- 1 Mar 08, 03:13 PM
Most of my work at the BBC is centred around golf and rugby, but when the Olympics comes round and there is an opportunity to help cover the greatest of all sporting events, then matters oval and dimpled ball are laid aside for a while.
My earliest Olympics memory is of Moscow - Goodhew, Coe, Ovett and Thompson all stars but, most of all for a Scottish child, Allan Wells was the hero. I think I joined in with 'Misha' the bear when the mascot shed a tear in the closing ceremony.
I was also strangely drawn to the main sport I will be covering in Beijing, weightlifting. It is one of the oldest and - on the surface at least - simplest sports. What could be more straight-forward than 'who can lift the heaviest weight'? From the giant Soviet lifter of the 1970's, Vasily Alexeyev, to the far smaller, but no less dominant Turkish/Bulgarian Naim Suleymanoglu - all have held a fascination.

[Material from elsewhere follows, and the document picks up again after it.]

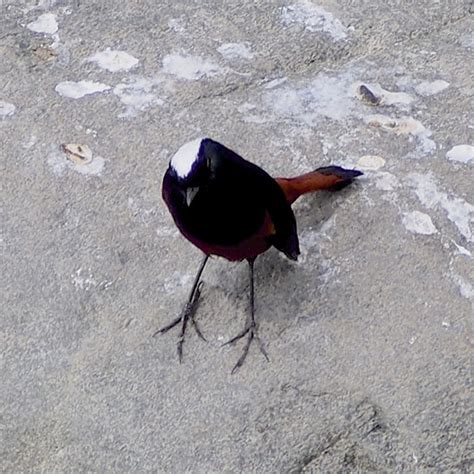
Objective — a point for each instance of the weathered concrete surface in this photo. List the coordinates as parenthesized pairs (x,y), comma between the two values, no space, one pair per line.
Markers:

I realise that I'm unlikely to be commentating on British success in the sport - although Commonwealth champion Michaela Breeze has been a fine exponent in recent years. That's because weightlifting is still largely dominated by Eastern Europe and Asia, whereas powerlifting (more 'gym-based' lifts of bench-press, squats and deadlifts) is more popular in the West.
But that won't detract from the attraction of the competition in Beijing. 'Faster, Higher, Stronger' is the motto - and the last of the three is surely decided by the weightlifting.